1,297. That’s how many calories per day I should feed the 100-pound dog whose ideal weight is around 90 pounds. Now go check the number of calories in the food you give your dog. The food my dog is eating right now contains 380 calories per cup. So I’ll divide the number of calories my hypothetical fat dog should be getting by the number of calories in each cup of food:

1,297 ÷ 380 = 3.41 cups of food

“But wait!,” you say. “On the label of the food I feed my dog, it says I should be feeding a dog who weighs between 75 and 100 pounds between 43/4 and 51/2 cups of food per day!” What can I say? That’s probably how your dog ended up overweight! The sad fact is, most dog food labels overestimate dogs’ RER. They generally cover for this by adding the note, “Adjust feeding for optimal body weight.” 

 The moral of my example: Look at your dog’s food label to get the caloric content of the food, and calculate how much you should be feeding him based on his RER.

This amount may need to be adjusted in some cases. Dogs who are substantially overweight may do best with an interim target weight (rather than their ultimate ideal weight) to start with. Very active dogs may require up to 1.4 times their RER to keep their weight loss at a safe rate of no more than 5% per month. Puppies who are 4 months and older may need as much as 2 times their RER.

Of course, this addresses only the dog’s basic diet. If you feed a lot of treats, check the caloric content of the treats and reduce your dog’s food by about the amount of calories you are feeding him in treats. Because dog foods are complete and balanced and treats are not, however, you shouldn’t replace too many of his food calories with treats.

Most dogs care more about the number of treats they get than the size of each treat; it’s more rewarding for a dog to receive several small treats than one big one. Using tiny treats will help you reward your dog without adding too many extra calories. 

5. Weigh your dog frequently, especially when first starting a weight-loss program – at least once a week. If your dog is too heavy to pick up, you’ll need to go to your veterinarian’s office in order to get an accurate weight. 

Once your dog begins losing weight steadily, you can go longer between weigh-ins, but recheck at least twice a month to make sure you’re still on track. It’s easy to slip back into giving too much food and undo much of the good you’ve done if you rely solely on how your dog looks and feels. By the time you notice a difference, your dog could have gained a lot of weight back. 

6. Increase your dog’s exercise –but slowly. Regular exercise is also an essential component of a successful weight-loss program. Proper exercise not only burns calories, but also helps to burn fat and build muscle, improving body condition.
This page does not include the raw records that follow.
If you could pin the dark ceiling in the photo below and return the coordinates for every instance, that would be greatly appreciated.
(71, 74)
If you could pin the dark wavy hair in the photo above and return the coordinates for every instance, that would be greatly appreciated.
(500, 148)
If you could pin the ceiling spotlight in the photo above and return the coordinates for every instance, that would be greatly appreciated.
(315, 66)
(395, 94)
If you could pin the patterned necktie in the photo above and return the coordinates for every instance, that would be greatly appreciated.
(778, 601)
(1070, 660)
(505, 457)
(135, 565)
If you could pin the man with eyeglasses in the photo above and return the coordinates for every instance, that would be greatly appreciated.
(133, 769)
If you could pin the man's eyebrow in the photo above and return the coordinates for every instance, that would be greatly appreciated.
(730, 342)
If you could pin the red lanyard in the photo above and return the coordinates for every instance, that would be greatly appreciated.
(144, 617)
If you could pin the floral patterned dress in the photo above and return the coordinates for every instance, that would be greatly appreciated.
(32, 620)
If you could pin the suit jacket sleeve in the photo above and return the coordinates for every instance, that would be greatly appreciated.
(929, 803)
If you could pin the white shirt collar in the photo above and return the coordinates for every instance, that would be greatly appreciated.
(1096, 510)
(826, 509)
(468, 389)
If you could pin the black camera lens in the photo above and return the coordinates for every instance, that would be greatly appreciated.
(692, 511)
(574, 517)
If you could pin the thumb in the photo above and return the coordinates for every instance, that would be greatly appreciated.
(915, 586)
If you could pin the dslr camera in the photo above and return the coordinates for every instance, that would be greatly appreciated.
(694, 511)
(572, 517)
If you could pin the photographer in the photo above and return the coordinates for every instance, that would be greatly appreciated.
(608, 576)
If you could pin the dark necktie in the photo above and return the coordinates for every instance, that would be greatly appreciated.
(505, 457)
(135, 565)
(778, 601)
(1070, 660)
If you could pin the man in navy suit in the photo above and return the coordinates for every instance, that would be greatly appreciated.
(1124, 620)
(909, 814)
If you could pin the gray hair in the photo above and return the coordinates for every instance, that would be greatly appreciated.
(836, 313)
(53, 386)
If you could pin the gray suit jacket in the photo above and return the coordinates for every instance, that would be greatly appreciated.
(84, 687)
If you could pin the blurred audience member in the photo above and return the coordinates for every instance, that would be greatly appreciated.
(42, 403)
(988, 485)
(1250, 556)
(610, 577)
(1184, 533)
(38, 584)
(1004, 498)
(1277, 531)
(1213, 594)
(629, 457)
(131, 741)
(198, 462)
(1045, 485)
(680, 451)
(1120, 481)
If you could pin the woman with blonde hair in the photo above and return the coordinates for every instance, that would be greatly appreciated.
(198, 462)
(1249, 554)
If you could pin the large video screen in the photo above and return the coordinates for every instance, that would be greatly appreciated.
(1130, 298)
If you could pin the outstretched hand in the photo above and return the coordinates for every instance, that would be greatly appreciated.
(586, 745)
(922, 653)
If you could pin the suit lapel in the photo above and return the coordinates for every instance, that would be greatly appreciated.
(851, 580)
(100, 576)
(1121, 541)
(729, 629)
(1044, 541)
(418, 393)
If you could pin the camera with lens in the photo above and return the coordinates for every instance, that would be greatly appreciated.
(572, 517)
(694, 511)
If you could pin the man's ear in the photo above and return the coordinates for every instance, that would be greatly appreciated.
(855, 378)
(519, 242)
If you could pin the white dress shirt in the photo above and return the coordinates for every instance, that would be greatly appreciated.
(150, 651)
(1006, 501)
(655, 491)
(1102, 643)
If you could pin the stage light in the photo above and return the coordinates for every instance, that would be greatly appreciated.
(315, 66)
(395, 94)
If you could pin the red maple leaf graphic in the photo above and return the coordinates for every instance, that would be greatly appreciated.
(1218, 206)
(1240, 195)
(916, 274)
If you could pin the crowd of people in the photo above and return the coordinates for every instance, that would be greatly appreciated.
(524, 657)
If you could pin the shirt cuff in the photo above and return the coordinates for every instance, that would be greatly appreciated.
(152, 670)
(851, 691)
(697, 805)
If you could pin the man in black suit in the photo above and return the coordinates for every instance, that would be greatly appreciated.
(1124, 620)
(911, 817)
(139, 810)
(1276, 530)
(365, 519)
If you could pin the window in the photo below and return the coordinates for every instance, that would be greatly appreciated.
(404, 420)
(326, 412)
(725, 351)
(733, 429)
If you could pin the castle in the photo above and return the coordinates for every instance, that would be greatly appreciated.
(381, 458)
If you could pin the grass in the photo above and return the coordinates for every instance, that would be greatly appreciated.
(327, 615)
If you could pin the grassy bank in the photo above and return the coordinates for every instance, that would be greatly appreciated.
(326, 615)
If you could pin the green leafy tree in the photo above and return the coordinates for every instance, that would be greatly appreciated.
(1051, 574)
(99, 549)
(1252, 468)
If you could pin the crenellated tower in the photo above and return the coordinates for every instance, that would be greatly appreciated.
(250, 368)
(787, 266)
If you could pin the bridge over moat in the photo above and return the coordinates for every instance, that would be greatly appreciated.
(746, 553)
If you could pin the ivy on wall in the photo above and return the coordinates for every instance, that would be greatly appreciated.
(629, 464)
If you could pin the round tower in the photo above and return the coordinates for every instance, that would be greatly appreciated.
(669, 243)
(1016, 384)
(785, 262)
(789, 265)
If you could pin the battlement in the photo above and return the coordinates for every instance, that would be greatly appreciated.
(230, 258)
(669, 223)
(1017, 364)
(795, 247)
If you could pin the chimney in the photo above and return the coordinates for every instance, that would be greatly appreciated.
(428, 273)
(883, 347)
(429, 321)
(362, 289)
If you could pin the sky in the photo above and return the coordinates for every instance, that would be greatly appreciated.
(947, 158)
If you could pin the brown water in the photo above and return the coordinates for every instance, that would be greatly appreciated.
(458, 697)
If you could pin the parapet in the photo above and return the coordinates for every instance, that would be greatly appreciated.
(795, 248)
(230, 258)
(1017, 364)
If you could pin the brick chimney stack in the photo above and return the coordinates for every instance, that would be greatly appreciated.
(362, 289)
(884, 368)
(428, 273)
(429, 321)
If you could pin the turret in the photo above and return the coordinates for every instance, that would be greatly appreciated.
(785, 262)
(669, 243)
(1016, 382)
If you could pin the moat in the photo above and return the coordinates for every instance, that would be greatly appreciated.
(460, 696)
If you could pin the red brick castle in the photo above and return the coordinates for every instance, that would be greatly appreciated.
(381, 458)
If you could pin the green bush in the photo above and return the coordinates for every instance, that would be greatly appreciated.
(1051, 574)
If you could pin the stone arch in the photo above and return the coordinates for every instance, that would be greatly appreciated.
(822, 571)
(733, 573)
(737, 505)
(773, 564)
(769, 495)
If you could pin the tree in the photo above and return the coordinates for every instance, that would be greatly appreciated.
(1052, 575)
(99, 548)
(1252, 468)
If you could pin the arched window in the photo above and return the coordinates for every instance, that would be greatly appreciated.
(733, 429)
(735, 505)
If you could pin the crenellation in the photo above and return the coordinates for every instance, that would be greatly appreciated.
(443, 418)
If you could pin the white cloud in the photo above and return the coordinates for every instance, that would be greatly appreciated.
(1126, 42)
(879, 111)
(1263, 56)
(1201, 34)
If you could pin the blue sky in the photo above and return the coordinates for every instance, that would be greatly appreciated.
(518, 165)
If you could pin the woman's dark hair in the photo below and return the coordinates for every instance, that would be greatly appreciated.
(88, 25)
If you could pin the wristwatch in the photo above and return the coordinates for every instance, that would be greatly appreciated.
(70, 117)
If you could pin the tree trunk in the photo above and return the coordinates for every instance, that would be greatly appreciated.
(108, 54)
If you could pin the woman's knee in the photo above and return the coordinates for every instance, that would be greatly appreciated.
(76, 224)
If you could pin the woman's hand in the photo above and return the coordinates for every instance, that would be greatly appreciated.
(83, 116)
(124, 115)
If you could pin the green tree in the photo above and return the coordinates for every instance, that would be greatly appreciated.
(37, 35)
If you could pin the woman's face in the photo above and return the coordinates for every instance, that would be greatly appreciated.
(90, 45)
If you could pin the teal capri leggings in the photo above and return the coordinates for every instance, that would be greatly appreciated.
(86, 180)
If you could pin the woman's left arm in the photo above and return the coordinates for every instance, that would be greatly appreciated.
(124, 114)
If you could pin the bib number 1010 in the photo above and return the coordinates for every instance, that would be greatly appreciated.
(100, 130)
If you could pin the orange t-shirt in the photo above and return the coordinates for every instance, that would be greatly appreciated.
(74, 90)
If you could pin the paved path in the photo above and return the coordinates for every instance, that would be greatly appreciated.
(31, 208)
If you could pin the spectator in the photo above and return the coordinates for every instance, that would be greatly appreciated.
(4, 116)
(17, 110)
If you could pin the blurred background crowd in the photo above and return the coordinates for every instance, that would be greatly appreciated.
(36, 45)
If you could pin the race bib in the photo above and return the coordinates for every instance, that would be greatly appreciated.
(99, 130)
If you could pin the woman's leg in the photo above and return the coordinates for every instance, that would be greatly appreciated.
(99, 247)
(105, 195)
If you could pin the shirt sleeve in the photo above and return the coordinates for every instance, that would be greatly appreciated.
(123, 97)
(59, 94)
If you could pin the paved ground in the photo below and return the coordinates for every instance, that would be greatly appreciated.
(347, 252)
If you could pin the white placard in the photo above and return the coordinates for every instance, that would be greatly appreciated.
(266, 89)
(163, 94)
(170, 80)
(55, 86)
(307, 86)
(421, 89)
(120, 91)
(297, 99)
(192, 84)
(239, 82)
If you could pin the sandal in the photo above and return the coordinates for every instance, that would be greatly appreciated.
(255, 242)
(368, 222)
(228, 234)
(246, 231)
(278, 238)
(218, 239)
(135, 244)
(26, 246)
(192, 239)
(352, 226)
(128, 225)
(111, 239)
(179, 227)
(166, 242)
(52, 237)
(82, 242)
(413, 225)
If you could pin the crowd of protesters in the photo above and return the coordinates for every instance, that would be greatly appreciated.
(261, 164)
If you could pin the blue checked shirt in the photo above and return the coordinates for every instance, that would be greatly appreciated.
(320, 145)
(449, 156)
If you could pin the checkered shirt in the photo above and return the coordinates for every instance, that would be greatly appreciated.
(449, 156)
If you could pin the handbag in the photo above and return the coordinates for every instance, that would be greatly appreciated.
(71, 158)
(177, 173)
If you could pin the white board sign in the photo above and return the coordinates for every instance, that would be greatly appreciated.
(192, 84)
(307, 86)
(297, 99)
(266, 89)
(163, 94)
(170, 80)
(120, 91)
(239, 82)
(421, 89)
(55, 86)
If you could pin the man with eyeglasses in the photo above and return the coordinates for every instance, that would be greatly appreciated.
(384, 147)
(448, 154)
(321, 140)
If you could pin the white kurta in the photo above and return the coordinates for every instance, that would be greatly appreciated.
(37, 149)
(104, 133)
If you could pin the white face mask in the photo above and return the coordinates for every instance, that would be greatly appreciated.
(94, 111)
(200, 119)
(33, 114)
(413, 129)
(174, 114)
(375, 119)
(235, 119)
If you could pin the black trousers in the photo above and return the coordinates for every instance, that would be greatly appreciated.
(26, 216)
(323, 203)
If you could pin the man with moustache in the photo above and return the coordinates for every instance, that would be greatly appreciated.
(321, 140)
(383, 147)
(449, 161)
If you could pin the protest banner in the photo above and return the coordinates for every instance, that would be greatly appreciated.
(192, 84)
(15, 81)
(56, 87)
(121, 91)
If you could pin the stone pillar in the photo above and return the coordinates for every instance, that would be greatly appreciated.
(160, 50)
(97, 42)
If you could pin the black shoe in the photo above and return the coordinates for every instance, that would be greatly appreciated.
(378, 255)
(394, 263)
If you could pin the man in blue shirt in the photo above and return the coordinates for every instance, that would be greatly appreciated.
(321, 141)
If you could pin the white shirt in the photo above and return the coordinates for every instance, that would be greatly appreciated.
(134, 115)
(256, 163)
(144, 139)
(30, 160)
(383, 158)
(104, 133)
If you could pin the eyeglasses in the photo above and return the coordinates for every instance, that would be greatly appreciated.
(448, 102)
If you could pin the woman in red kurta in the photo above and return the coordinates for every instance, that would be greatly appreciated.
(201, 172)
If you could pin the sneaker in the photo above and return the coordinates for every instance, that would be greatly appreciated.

As your dog loses weight and gains muscle, he will feel better and become more active, which will speed up the weight-loss process.

If your dog is not used to exercise, don’t try to do too much too soon. Start with very short sessions tailored to your dog’s capabilities, such as on-leash walks that gradually lengthen as your dog’s exercise tolerance increases. Don’t exercise your dog to the point where he is sore afterward. Non-weight-bearing exercise, such as swimming, is ideal for dogs with joint problems, and for other dogs as well. Again, start slowly, using a dog life jacket if that helps him to feel more comfortable in the water. 

If your dog is older or has health problems, consult with your veterinarian before beginning an exercise program. If your dog is really reluctant to exercise, it could be a sign that something’s wrong. A trial of pain medication can help you figure out whether your dog’s lack of activity is related to discomfort.

7. Keep your eyes on the prize: more time to enjoy with a healthier, happier dog. Your dog may not be happy about his new diet at first; he may start begging, counter-surfing, and even going through the kitchen trash, looking for a few extra calories. Give him a carrot to munch on – but don’t give in and give him fatty treats. Soon enough, as you begin to spend more time with him walking, and as his body begins to feel lighter and less burdened with all that extra weight, he’ll start to enjoy those walks more and worry less about how many kibbles are in his bowl.